Today it wasn't quite so bad (by some miracle, I avoided that particular train that would be packed to sardine-can densities with a sweaty crush of football-scarved biomass, instead getting a subsequent one with some stragglers), though the raucous, off-key choruses of football fans that kept erupting were not pleasant.

annoyances idiots rant wayne kerr 0

2000/8/19

I'm Wayne Kerr, and if there's one thing I hate...* it's homies who play their ghetto blasters on public transport. I was catching a train this evening and had the misfortune to share a carriage with a posse of such miscreants. About four of them were seated at the front of the carriage, attired in tracksuits, with a flip case full of CDs and a loud portable stereo, putting on CD after CD, debating amongst themselves what to play next.

But the crowning horror was what they were treating their fellow commuters to.
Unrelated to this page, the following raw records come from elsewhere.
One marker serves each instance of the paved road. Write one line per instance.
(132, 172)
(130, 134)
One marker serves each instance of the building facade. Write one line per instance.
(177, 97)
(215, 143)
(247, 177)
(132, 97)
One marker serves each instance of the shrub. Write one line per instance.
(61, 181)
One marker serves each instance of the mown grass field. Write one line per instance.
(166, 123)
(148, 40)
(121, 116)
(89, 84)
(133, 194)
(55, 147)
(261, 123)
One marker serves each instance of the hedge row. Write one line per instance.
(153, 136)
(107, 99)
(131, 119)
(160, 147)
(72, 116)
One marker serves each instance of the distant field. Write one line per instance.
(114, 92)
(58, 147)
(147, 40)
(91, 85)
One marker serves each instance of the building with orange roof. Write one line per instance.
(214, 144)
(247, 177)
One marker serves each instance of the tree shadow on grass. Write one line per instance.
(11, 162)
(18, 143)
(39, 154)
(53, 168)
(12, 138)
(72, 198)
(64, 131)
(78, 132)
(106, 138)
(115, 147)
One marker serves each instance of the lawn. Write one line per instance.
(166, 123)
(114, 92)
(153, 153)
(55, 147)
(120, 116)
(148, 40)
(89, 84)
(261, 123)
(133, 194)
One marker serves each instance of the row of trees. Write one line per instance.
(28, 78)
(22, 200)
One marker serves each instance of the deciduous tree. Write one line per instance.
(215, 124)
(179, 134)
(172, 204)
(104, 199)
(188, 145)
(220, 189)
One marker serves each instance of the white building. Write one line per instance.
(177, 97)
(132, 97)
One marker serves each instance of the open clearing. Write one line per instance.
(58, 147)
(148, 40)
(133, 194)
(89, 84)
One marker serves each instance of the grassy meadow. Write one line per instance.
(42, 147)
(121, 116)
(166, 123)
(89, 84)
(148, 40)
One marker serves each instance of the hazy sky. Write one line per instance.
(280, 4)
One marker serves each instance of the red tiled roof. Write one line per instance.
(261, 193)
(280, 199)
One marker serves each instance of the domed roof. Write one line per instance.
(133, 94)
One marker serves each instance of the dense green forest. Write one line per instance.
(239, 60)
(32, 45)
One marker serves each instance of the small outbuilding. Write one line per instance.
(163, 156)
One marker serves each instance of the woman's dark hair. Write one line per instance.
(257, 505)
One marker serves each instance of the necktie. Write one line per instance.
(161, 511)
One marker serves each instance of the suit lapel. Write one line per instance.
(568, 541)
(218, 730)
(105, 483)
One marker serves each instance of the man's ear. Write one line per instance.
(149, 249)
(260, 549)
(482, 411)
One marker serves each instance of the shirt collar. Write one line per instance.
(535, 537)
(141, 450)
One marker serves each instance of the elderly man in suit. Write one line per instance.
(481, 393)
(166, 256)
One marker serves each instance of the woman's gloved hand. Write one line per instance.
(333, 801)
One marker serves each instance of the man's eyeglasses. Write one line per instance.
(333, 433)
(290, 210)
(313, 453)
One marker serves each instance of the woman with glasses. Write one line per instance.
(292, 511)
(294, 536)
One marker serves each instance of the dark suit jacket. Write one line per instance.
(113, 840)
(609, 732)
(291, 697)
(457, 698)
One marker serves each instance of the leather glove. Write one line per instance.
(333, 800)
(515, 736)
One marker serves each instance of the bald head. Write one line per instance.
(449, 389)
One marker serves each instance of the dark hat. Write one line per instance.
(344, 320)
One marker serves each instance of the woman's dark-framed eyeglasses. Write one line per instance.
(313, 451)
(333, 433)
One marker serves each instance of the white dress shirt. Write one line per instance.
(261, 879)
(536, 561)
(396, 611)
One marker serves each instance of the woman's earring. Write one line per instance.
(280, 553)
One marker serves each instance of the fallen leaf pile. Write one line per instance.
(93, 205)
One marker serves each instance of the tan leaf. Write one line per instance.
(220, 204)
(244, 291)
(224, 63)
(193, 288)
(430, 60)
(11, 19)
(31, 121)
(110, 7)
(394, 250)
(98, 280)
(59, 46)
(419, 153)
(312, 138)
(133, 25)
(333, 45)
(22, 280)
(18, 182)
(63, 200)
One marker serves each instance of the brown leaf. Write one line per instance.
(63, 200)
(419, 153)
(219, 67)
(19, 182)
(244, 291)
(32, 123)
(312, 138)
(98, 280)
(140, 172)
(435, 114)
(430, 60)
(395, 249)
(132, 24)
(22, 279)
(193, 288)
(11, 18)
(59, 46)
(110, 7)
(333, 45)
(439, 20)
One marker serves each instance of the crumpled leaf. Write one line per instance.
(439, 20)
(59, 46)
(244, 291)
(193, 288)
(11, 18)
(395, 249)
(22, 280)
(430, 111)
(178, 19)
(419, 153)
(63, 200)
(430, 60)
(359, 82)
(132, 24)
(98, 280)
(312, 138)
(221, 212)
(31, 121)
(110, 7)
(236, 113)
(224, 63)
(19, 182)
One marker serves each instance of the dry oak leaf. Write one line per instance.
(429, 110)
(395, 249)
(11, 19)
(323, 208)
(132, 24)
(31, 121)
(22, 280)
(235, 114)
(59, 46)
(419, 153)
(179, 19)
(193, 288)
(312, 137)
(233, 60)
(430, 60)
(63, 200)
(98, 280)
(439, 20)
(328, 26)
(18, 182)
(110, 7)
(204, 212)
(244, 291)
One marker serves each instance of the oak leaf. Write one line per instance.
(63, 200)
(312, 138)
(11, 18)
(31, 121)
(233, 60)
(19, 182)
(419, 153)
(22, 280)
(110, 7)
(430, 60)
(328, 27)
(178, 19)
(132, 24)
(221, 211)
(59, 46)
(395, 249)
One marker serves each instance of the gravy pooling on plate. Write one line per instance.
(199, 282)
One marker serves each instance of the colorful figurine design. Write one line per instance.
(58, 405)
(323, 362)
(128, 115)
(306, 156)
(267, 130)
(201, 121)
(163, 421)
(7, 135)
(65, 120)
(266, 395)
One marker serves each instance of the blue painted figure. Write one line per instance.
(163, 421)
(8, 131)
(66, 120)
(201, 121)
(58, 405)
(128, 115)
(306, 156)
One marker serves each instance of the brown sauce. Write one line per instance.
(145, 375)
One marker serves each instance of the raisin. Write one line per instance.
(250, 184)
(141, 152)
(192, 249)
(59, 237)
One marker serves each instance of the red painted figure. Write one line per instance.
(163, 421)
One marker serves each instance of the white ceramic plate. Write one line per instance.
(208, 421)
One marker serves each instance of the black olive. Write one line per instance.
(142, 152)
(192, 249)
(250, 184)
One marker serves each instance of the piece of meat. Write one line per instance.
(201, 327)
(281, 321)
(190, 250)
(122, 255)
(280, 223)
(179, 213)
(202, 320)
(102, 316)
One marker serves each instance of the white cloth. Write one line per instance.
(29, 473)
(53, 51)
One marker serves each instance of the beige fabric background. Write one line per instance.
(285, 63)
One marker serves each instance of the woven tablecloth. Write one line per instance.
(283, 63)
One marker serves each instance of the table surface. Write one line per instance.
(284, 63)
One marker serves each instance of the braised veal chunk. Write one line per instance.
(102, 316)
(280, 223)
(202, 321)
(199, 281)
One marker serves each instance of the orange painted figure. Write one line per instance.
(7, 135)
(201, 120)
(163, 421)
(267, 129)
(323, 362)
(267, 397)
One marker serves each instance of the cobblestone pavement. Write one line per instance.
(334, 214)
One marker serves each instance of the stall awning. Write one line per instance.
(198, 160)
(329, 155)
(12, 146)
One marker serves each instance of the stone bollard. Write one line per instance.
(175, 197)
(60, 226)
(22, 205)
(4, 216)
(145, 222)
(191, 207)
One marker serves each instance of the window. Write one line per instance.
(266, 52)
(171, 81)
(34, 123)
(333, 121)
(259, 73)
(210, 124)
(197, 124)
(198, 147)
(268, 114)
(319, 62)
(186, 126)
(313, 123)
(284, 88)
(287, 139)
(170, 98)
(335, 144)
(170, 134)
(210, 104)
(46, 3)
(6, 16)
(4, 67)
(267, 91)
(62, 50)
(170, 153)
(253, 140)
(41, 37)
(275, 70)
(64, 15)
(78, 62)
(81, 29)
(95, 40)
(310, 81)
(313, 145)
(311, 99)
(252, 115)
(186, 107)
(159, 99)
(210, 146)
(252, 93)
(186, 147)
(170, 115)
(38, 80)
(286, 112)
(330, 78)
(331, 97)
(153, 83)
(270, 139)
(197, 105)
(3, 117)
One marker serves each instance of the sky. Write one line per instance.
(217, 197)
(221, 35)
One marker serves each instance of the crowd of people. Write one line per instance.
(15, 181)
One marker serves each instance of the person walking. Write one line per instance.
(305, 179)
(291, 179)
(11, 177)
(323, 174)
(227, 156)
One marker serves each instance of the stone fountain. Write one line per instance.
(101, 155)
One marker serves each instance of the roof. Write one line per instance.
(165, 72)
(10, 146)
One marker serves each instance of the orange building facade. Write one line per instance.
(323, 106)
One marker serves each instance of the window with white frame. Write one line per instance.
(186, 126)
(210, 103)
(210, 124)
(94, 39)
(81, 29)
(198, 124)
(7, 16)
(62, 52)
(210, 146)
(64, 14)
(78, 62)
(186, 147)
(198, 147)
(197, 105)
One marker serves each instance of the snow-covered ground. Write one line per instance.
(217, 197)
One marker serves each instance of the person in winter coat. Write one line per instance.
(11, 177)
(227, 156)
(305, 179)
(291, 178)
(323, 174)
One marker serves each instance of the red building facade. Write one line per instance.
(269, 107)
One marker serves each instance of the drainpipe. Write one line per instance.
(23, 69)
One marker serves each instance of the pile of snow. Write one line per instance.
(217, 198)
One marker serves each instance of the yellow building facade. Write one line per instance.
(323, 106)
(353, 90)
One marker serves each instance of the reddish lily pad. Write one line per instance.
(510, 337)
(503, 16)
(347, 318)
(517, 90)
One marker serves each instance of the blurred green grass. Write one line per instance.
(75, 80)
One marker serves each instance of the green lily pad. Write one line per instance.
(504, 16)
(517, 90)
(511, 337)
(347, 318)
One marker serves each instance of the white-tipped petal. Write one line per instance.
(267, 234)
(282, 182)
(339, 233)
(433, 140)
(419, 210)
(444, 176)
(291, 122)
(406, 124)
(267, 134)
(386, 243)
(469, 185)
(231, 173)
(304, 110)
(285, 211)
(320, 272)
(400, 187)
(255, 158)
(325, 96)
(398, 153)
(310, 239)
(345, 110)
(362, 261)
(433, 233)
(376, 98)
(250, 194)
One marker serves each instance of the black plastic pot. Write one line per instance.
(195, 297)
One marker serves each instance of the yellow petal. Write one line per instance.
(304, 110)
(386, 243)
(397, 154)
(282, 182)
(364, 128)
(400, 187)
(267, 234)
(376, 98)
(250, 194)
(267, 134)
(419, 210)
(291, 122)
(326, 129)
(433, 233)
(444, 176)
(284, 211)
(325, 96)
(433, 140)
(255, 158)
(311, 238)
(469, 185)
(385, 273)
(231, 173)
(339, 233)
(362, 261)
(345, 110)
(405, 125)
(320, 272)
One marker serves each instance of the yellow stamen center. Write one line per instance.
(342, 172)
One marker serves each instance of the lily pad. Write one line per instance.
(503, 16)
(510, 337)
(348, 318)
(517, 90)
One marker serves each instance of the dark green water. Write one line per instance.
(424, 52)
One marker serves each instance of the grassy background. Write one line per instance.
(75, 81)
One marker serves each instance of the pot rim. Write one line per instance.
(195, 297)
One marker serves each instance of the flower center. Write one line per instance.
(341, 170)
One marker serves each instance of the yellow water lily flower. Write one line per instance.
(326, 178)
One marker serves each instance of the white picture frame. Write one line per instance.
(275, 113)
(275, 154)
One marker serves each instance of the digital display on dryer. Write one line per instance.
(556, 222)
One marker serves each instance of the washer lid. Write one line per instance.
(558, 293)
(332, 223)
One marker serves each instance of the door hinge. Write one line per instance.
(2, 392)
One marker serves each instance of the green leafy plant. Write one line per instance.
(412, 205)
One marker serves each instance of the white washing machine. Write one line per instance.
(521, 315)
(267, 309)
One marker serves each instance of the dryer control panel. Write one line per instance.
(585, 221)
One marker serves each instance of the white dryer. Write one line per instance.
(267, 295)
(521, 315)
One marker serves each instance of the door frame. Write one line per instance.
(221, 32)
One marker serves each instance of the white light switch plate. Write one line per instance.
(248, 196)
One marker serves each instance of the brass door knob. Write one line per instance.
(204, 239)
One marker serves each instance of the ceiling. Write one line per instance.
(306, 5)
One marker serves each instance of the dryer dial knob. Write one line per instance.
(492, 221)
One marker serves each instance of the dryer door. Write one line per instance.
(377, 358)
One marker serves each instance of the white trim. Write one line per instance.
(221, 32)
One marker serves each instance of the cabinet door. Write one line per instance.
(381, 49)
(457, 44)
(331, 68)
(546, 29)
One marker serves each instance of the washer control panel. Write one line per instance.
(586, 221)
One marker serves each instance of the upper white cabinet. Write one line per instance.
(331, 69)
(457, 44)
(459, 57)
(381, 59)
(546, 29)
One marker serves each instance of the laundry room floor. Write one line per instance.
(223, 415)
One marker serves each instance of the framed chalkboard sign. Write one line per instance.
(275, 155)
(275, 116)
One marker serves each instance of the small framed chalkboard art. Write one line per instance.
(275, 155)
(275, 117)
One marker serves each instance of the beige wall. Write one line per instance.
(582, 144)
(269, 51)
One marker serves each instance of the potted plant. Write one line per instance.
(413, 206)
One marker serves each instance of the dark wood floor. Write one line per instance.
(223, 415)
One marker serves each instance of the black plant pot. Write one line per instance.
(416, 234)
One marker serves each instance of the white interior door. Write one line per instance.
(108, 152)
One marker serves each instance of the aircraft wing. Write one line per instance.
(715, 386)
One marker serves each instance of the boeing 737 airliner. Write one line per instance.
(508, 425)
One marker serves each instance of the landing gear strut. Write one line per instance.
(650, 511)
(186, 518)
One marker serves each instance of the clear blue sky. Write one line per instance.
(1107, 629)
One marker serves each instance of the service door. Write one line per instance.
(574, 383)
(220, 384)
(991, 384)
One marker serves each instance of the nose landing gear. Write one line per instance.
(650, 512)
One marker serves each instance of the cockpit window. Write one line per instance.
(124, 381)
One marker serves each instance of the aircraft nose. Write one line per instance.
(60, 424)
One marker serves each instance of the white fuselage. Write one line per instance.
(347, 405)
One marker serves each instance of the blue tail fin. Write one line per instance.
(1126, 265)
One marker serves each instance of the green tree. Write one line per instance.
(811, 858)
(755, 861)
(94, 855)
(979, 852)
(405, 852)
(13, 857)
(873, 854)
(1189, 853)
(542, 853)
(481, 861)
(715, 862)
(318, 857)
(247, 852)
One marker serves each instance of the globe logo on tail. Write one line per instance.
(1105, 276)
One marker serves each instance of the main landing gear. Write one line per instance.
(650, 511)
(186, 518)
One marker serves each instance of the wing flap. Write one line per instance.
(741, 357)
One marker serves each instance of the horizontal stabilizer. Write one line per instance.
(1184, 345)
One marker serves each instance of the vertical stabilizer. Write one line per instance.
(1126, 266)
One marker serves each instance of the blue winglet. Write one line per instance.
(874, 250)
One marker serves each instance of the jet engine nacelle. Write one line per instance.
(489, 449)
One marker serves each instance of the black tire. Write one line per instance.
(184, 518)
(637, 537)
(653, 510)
It was not underground gangsta rap, as one might reasonably respect of a crew of tracksuited badasses; nor was it some major-label manufactured rap, as a bunch of suburban poseurs could get away with being into. It was boy-band R&B.

Perhaps that's some kind of peacock-tail phenomenon of conspicuously flaunting one's badness, as in "I'm such a mackdaddy that I can play utter crap and no-one will fuck with me". Or perhaps it's a mutant form of vandalism; the sonic equivalent of kicking out windows and tearing up seats.

* with apologies to the Doug Anthony Allstars.

annoyances r&b wayne kerr wtf 0

2000/8/13

I'm Wayne Kerr, and if there's one thing I hate... It's dance nazis. I went to see the Ku-Ling Brothers tonight. Not a bad show, with synths, turntables and live drums/guitars (if a bit confused and generic-breakbeat-dance in places; not quite as cutting-edge as I had hoped something featuring the founder of Cabaret Voltaire would be). At one stage, as I was watching the show, a girl behind me tapped me on the shoulder and said, "excuse me, but you're standing in the middle of the dance floor." Well, excuse me, Ms. Dance Nazi , but I came here to see a band play. As it happens, I didn't feel like making the effort of going through socially-acceptable dancing motions throughout it; had I felt that way I'd have gone to one of the many nightclubs the kids go to to shake their booty to canned doof, as opposed to going to see a live fucking band.
</RANT>
Anyway, that's my story, so spread the hate. And praise "Bob".